Hatte seine Faust nicht unter Kontrolle: Kampfweltmeister Rasul Mirsajew. Foto: ITAR-TASS.
Das Geschehen am 15. August 2011 als solches war eine fast alltägliche Situation: Vor einem Moskauer Nachtclub kommt es zum Streit zwischen zwei jungen Männern – wegen „Anmache" einer fremden Freundin und verbalen Kränkungen. Der eine schlägt dem anderen ins Gesicht, der Kontrahent geht zu Boden.
Dieser Konflikt allerdings endete tödlich – und die Besetzung der „Rollen" war geeignet, neue Phobien zwischen einheimischen Russen und den „Zugereisten" – egal ob Kaukasier mit russischem Pass oder Gastarbeiter aus Mittelasien – zu schüren: „Ausgeknockt" wurde der Moskauer Iwan Agafonow, 19 Jahre alter Student an einer Polizeihochschule.
Schlaksiger Student provoziert kompakte Kampfmaschine
Er hatte vor dem Nachtclub mit einem Funkfernsteuerauto herumgespielt und einem Mädchen im Scherz angeboten, sie damit spazieren zu fahren. Der auf seinen Fotos im Sozialnetzwerk „Vkontakte" sehr sympathisch wirkende Jüngling überlebte den Zwischenfall nur um ein paar Tage: Beim Aufprall seines Kopfes auf den Asphalt wurde das Kleinhirn zerstört.
Den Schlag setzte Rasul Mirsajew, gebürtig aus Dagestan und dreifacher Weltmeister in der als „Kampf ohne Regeln" bezeichneten Brutal-Sportart MMA. Agafonow, selbst 1,92 Meter groß, hatte den nur 1,70 Meter großen und 65 Kilogramm schweren Champion zuvor mit der Anmache von dessen Freundin und einer herablassenden Bemerkung gekränkt – wie genau diese ausgefallen war, darüber gingen die Zeugenaussagen in dem sich monatelang hinziehenden Prozess stark auseinander.
Schlag war nicht tödlich - es war der Sturz
Das Urteil in dem sich über Monate hinziehenden Prozess fiel mild aus: Die Staatsanwaltschaft selbst hatte das Vergehen im Verlauf herabgestuft – von „gefährlicher Körperverletzung mit Todesfolge" auf „fahrlässige
Tötung". Gutachter hatten dargelegt, dass der Faustschlag gegen die Wange keine Verletzungen verursacht hatte. Tödliche Folgen hatte nur der Aufprall des Hinterkopfs „aus der Höhe der eigenen Körpergröße" auf den Asphalt. Mirsajew, der sich einige Tage nach dem Vorfall der Polizei gestellt hatte, wurde zu zwei Jahren „Freiheitsbeschränkung" verurteilt. Dies heißt, er hätte seinen heimischen Landkreis in Dagestan nicht verlassen und an keinen Vergnügungs-Veranstaltungen teilnehmen dürfen.

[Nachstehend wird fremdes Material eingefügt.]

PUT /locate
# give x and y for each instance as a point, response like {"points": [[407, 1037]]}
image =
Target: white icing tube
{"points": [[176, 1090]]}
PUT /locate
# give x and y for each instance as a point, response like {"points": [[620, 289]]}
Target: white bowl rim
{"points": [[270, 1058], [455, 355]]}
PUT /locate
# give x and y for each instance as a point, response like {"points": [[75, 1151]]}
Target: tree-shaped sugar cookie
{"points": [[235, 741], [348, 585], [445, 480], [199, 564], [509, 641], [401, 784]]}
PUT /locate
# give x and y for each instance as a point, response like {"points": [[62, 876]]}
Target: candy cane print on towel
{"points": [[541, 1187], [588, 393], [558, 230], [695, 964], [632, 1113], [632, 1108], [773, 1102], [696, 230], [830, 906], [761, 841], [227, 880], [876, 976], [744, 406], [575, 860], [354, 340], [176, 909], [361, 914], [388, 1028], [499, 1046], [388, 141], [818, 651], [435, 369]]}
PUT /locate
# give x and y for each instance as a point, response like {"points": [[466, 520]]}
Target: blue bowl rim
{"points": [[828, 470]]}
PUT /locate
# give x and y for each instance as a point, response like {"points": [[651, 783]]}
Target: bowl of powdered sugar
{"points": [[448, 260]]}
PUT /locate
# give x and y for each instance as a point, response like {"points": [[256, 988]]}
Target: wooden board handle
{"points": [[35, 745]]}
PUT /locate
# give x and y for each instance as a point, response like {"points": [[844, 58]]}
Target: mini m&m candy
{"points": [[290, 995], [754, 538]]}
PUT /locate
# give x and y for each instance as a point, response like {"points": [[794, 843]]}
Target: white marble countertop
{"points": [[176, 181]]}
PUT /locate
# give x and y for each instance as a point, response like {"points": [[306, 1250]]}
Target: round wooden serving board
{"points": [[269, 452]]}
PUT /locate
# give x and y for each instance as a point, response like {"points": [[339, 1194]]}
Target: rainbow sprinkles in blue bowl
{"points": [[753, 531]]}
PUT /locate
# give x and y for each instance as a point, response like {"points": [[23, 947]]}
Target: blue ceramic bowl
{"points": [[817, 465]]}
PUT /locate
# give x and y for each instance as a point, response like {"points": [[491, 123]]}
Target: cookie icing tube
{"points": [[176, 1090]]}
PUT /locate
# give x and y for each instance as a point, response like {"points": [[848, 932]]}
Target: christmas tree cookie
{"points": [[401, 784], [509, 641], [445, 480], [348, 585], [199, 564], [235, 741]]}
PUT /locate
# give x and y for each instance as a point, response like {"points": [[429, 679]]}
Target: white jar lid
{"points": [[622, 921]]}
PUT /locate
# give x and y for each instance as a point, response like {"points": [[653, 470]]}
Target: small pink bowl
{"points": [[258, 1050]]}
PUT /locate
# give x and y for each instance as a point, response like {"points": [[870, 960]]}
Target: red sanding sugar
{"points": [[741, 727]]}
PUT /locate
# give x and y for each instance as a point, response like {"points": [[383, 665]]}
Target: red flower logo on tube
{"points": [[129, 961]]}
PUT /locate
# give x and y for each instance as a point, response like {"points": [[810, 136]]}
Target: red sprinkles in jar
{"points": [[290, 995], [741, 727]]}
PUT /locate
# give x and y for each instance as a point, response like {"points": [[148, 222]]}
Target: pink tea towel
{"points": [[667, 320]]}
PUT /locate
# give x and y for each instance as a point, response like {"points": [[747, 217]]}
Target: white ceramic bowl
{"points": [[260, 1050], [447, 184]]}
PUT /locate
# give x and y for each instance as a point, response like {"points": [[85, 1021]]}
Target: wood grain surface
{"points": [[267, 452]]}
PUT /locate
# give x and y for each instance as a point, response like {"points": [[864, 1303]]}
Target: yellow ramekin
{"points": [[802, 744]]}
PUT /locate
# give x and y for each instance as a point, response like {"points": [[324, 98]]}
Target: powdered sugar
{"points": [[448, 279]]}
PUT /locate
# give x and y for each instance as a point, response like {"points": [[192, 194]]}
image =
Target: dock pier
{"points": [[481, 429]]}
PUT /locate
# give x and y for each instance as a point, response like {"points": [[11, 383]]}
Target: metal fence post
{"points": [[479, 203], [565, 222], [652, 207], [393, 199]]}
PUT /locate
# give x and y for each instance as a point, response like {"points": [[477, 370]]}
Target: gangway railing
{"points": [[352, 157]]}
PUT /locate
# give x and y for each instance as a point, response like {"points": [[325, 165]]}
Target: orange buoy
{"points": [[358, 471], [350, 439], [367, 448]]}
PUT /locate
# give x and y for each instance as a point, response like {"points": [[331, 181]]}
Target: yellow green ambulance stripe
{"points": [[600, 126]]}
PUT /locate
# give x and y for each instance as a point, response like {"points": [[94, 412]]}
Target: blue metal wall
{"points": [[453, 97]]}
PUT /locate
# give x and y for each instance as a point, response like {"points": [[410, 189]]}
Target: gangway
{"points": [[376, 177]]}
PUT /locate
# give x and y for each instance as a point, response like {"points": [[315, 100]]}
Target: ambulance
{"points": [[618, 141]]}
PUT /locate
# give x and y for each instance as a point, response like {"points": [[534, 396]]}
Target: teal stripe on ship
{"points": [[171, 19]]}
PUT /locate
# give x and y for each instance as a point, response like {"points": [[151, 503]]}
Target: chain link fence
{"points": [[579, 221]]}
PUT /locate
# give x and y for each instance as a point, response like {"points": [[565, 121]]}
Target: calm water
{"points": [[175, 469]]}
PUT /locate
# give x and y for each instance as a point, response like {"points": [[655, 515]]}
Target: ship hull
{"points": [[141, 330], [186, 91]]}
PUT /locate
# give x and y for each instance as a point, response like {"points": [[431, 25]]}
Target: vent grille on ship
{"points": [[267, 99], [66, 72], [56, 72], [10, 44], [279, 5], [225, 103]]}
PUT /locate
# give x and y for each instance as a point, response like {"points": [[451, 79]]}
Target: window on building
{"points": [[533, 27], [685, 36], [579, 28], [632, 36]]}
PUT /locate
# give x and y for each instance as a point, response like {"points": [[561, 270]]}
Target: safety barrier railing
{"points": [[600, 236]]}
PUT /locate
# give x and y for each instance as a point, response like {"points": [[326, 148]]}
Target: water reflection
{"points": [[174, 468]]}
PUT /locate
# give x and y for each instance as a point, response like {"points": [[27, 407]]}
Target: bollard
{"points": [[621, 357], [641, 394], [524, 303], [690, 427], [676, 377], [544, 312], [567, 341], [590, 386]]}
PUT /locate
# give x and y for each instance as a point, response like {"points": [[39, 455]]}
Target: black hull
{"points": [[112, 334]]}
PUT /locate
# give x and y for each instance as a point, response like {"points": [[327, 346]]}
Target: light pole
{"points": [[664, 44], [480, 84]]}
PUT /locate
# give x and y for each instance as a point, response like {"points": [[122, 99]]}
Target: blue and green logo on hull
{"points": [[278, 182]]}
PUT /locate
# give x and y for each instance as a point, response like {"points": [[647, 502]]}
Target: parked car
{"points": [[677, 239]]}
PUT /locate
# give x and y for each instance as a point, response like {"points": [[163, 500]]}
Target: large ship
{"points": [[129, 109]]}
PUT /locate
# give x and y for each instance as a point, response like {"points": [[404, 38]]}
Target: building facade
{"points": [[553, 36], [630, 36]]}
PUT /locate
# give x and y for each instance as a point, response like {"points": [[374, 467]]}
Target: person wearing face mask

Doch da er bereits 15 Monate in U-Haft abgesessen hat, wurde die Strafe vom Gericht als verbüßt bewertet. Der Champion verließ – wie er später sagte, zu seiner eigenen Verblüffung – das Gericht als freier Mann. Er habe in der Haft sein bisheriges unstetes Leben und seine Werte gründlich überdacht, sagte er Journalisten.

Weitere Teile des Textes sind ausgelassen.